It’s no longer a secret that Muslims anywhere near New York City have been extensively tracked and cataloged by the NYPD, whether or not they pose a threat to security. Today, the New York Times reports that Occupy Wall Street protesters, waiting in the wings for a planned spring resurgence, are being treated in much the same way, at least according to their lawyers. “Not only are the police disrupting people’s rights to free expression,” said an attorney for a group of demonstrators who were arrested — but not prosecuted — while buying coffee on a planned “day of action” last year. “They are taking preemptive steps by arresting people who might be just thinking about exercising their rights.”
“I felt like I had been arrested for a thought crime,” said 20-year-old Kira Moyer-Sims, who was charged with obstructing governmental administration and is now planning to sue the city, along with two others.

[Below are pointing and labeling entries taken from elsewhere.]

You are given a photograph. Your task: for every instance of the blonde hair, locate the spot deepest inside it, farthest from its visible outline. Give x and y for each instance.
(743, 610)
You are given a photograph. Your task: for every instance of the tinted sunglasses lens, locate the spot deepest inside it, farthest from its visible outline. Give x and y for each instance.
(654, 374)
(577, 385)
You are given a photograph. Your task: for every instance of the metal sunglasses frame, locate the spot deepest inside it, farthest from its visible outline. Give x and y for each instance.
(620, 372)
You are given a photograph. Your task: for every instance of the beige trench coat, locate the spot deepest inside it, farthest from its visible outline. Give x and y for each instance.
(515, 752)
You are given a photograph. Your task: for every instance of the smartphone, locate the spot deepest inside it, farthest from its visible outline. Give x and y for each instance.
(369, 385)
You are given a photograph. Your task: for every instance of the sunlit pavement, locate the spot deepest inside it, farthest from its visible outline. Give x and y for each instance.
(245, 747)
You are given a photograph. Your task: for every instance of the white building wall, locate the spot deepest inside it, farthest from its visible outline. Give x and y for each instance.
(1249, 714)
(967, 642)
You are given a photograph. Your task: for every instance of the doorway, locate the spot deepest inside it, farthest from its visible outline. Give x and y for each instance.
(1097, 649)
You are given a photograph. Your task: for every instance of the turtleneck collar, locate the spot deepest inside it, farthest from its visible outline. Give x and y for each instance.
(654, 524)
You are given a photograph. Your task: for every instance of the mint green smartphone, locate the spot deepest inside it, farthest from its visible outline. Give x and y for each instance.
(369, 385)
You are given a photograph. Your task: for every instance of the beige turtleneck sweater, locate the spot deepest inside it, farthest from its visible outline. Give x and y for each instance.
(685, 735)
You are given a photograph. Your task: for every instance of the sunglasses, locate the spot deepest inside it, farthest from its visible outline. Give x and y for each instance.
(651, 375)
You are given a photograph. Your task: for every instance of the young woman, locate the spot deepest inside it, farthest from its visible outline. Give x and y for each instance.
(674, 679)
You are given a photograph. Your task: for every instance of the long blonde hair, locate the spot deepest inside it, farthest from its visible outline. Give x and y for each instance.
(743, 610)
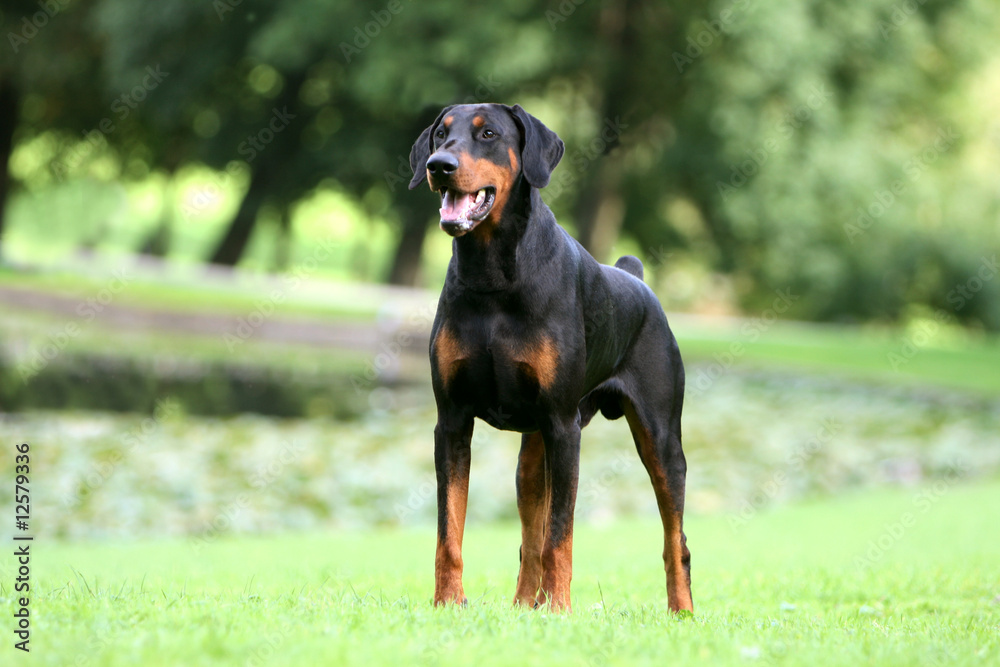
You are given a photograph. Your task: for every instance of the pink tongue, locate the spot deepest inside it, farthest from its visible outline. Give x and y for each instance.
(456, 208)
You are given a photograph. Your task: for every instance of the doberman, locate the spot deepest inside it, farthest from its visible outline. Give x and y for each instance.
(533, 335)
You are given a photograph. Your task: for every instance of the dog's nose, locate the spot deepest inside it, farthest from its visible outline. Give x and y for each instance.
(442, 164)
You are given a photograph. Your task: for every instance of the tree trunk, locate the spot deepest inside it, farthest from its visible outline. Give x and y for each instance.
(406, 262)
(8, 123)
(230, 249)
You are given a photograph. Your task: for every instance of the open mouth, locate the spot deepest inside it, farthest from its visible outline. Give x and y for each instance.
(461, 211)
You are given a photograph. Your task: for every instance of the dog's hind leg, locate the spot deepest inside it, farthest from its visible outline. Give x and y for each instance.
(658, 438)
(533, 498)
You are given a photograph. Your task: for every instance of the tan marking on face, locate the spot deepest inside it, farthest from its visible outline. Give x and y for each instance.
(512, 154)
(474, 174)
(448, 354)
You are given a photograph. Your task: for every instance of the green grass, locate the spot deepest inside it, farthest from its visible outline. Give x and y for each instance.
(785, 588)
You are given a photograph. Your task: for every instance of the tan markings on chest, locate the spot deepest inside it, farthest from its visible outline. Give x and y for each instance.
(448, 354)
(541, 360)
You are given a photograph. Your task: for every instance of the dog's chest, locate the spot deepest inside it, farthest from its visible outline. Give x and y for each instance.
(498, 367)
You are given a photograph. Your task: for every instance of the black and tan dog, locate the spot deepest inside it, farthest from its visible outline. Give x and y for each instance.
(533, 335)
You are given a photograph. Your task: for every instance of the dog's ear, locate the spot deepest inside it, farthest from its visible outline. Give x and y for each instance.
(422, 150)
(542, 148)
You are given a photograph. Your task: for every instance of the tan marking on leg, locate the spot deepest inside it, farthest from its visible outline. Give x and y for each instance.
(448, 562)
(557, 566)
(674, 547)
(533, 507)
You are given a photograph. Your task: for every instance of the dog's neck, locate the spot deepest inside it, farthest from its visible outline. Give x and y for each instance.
(489, 262)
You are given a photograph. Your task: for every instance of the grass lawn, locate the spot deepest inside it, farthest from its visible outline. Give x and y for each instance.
(904, 576)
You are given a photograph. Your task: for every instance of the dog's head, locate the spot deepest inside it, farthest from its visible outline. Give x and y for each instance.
(473, 156)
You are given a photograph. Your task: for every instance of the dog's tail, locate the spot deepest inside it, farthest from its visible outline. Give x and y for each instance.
(630, 264)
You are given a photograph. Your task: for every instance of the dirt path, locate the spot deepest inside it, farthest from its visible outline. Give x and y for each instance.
(275, 328)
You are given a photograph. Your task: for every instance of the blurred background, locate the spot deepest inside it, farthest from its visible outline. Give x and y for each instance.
(216, 287)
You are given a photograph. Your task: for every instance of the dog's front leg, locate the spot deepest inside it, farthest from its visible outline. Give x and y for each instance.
(452, 456)
(562, 459)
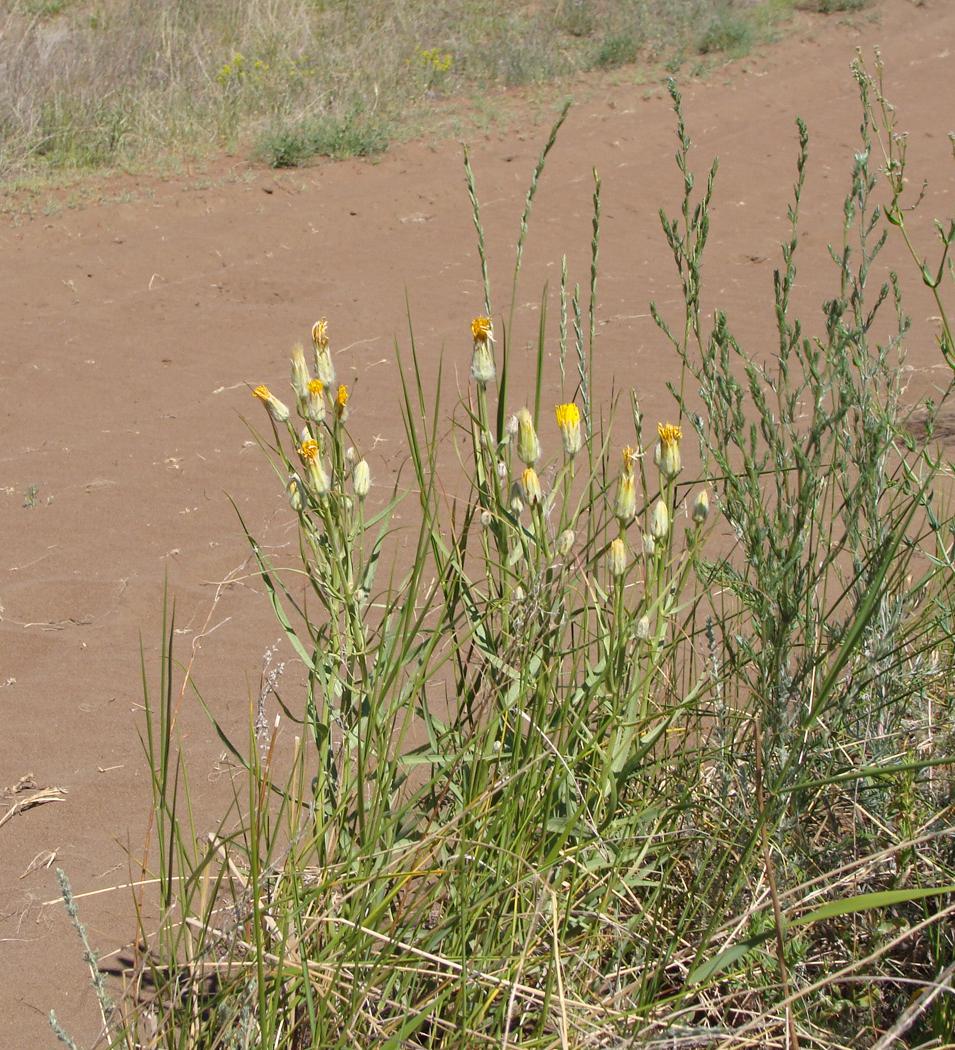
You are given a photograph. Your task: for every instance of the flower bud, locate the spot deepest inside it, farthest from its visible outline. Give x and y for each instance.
(296, 494)
(530, 487)
(659, 521)
(516, 499)
(667, 452)
(276, 410)
(361, 479)
(300, 377)
(528, 445)
(616, 558)
(625, 507)
(569, 424)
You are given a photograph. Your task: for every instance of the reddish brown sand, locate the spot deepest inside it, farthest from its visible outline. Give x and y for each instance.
(129, 332)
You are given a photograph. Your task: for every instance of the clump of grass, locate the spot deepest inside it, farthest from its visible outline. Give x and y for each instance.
(294, 144)
(727, 29)
(130, 83)
(575, 773)
(617, 49)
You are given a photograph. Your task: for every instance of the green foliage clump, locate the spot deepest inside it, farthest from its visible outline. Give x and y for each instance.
(585, 770)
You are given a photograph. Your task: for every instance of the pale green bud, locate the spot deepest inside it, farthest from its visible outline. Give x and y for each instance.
(616, 558)
(361, 479)
(528, 445)
(296, 495)
(300, 377)
(625, 508)
(659, 521)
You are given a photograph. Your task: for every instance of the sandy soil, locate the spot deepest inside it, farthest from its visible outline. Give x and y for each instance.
(129, 332)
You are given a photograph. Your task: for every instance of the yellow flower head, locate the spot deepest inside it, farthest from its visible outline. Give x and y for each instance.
(309, 449)
(276, 410)
(667, 453)
(530, 487)
(320, 334)
(670, 434)
(569, 422)
(481, 330)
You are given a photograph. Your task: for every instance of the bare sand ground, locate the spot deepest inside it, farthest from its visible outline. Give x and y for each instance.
(129, 332)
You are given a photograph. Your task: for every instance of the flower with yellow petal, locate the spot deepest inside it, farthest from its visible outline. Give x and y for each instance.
(667, 452)
(315, 401)
(482, 330)
(569, 423)
(341, 401)
(276, 408)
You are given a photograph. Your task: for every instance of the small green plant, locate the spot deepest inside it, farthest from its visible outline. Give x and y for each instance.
(617, 49)
(727, 30)
(295, 144)
(570, 773)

Separate demonstrators report officers showing up to private meetings to intimidate them. The Times points to expanded surveillance powers granted to the police department in 2003, with terror prevention in mind, but the director of the ACLU says now, “The NYPD surveillance does not appear to be limited to unlawful activity.”
And imagine being a person of color:
Mark Adams, a 32-year-old engineer from Virginia, said he was arrested in November at an Occupy Wall Street protest in Midtown and was questioned by a police detective and an agent from the Federal Bureau of Investigation, who asked about his involvement with Occupy Wall Street, requested his e-mail address and inquired whether he had ever been to Yemen or met anyone connected to Al Qaeda.
Adams is a U.S. citizen, but was born in Pakistan, so he’s a potential violator of the worst offense of all: protesting while Muslim.